All that shit is pretty true, though. The last line makes me think of Carl Rove/George Bush, strangely enough.

Ok, I've got one for you. It's not Malazan, but it made me think of this. "Show me a hero and I'll write you a tragedy." - F. Scott Fitzgerald


----------



## sakeido (Apr 24, 2007)

"Urugal, witness!"


----------



## the.godfather (Apr 25, 2007)

Sounds fuckin' awesome.  

I *must* start reading these books asap.


----------



## Chris (Apr 25, 2007)

The Dark Wolf said:


> Fuckin' Chris.



I had a Doctor's appointment yesterday (4 fuckin' hours in the waiting room ) and grabbed the wrong book on the way out the door (DG). Since I was there, I figured I'd re-read the whole Chain of Dogs section because it kicked so much ass.


----------



## the.godfather (Apr 25, 2007)

DG is the second in the trilogy right?


----------



## The Dark Wolf (Apr 25, 2007)

Chris said:


> I had a Doctor's appointment yesterday (4 fuckin' hours in the waiting room ) and grabbed the wrong book on the way out the door (DG). Since I was there, I figured I'd re-read the whole Chain of Dogs section because it kicked so much ass.



4 hours, holy schmoly! That's just nuts.

Yeah, I always take books to stuff like that as well. Boredom is like arsenic to me. Bleah.



the.godfather said:


> DG is the second in the trilogy right?



Yep.  (Although technically, it's not a trilogy, since there are, so far, 6 books to the series. But hey. )


----------



## Popsyche (Apr 25, 2007)

"the truth assails every scholar wise enough to know his own ignorance. "

Ain't it the truth!


----------



## the.godfather (Apr 25, 2007)

The Dark Wolf said:


> Yep.  (Although technically, it's not a trilogy, since there are, so far, 6 books to the series.

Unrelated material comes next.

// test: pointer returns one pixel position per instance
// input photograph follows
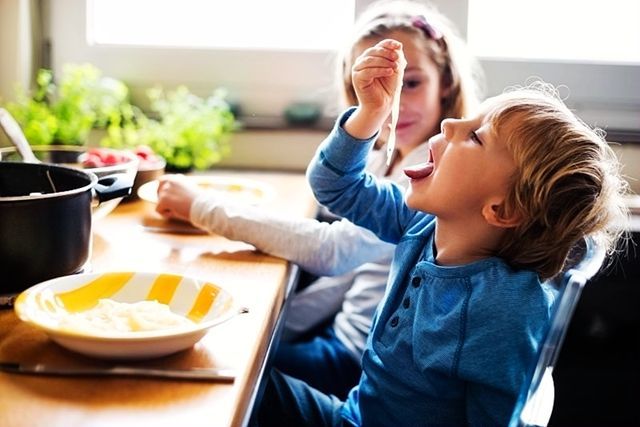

But hey. )



In that case, I will call it a.........Saga!


----------



## The Dark Wolf (Apr 25, 2007)

^ Fitting.


----------



## Chris (Apr 25, 2007)

I just finished the last bit of Chain of Dogs, just because I couldn't stop so close to the end.  Goddamn, Kalam just fuckin' KILLS in this book. (pardon the pun)


----------



## The Dark Wolf (Apr 26, 2007)

Wah, wah, waaahh... 

He's one of my favorites.


----------